Contágio

Alguns participantes consideram que não deveriam ter contraído a hanseníase. Mais frequentemente argumentam que não tem outros casos na família, e alguns dizem que sempre foram cuidadosos com sua higiene, seu corpo e sua saúde. E, geralmente, concluem “eu não sei de onde nem porque eu peguei”. 

Todos esses fatores se encontram no relato de Adriana:

Adriana - “Eu fiquei muito, assim, chateada. Eu sempre me cuidei, sempre uma pessoa que sempre foi limpa, sempre teve aquele cuidado. Meu marido trabalhava em uma empresa, já há muitos anos, tinha plano de saúde, eu sempre... Eu fiz duas cirurgias, eu tirei o ovário, fiz uma atrás da outra e, assim, eu sempre de 6 em 6 meses estava fazendo os exames, estava fazendo tudo. Até hoje eu me pergunto como eu peguei essa doença. Minha família, eu não tenho contato com a família. [...] Então, a gente fica sem saber o porquê”.

 

Alexsandro e Fábio destacam a sujeira das roupas, na ocupação e no ambiente de trabalho insalubres.

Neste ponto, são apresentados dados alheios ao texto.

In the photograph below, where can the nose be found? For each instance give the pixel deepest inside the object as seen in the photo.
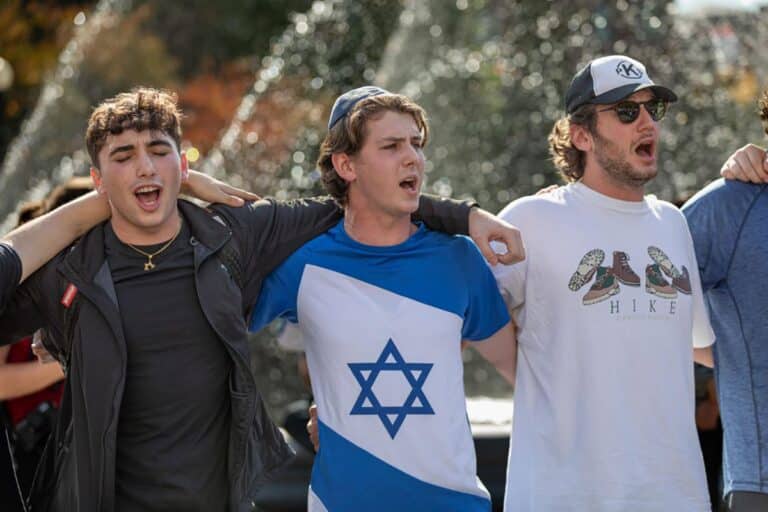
(645, 122)
(144, 165)
(412, 155)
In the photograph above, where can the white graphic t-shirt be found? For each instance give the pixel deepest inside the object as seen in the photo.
(609, 306)
(382, 328)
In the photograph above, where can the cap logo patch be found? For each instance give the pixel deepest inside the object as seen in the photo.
(626, 69)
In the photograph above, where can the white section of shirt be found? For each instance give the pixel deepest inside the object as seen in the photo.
(355, 328)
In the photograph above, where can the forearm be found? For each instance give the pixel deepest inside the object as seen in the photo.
(442, 214)
(19, 379)
(704, 356)
(40, 239)
(501, 351)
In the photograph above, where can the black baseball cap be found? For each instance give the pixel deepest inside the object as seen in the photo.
(349, 99)
(611, 79)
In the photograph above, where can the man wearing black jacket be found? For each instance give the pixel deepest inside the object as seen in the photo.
(147, 313)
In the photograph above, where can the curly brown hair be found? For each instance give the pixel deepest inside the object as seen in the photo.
(348, 135)
(569, 160)
(141, 109)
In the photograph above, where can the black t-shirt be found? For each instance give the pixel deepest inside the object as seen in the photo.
(173, 430)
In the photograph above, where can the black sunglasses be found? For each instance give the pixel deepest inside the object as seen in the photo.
(628, 111)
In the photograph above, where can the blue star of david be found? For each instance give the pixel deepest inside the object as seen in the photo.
(391, 416)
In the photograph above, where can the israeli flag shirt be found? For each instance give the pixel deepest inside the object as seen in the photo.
(382, 329)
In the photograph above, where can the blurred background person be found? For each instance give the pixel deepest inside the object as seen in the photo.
(30, 391)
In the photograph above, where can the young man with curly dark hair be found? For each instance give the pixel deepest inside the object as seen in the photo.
(147, 312)
(610, 314)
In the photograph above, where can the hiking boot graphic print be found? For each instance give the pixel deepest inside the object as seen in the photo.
(681, 280)
(655, 284)
(586, 269)
(623, 271)
(604, 286)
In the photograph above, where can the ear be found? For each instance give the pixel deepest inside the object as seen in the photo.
(184, 167)
(344, 166)
(581, 138)
(96, 178)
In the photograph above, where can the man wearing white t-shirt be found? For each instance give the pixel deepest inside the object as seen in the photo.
(610, 314)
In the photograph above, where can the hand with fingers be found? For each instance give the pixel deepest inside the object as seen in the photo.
(211, 190)
(749, 163)
(485, 228)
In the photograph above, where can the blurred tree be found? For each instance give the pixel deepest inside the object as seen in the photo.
(32, 33)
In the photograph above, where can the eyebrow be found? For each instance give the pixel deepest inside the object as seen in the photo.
(130, 147)
(400, 139)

Alexsandro - “na minha família ninguém tem hábito disso, dessa doença. Não sei onde eu peguei. Pode ser também que eu peguei contraindo, trabalhando na moto, ou pode ser na REDUC também, aquelas roupas que botava pra lavar”

Fábio - “Eu trabalhava também, eu mexia muito com lixo, entendeu? Porque teve uma época na minha vida que eu trabalhei de carroceiro fazendo limpeza, tirando entulho, batendo pá, fazendo limpeza de porão, essas coisas, então possa ser até dali, limpando coisa de... poeira de pombo, essas coisas. Possa ser que possa ter vindo daí.”

Izaías se refere ao ambiente das brincadeiras na infância, ao qual atribui o contágio da doença. “Lá onde a gente morava tinha um valão, e era tudo mato, a gente ficava brincando ali embaixo, correndo atrás de pipa, dentro do brejo, a gente corria, caçava rã, essas coisas. Então eu acho que foi por aí.”

 

Um familiar próximo que tem a doença e não se trata, é uma razão possível para o contágio, que geralmente só é reconhecida após o contágio.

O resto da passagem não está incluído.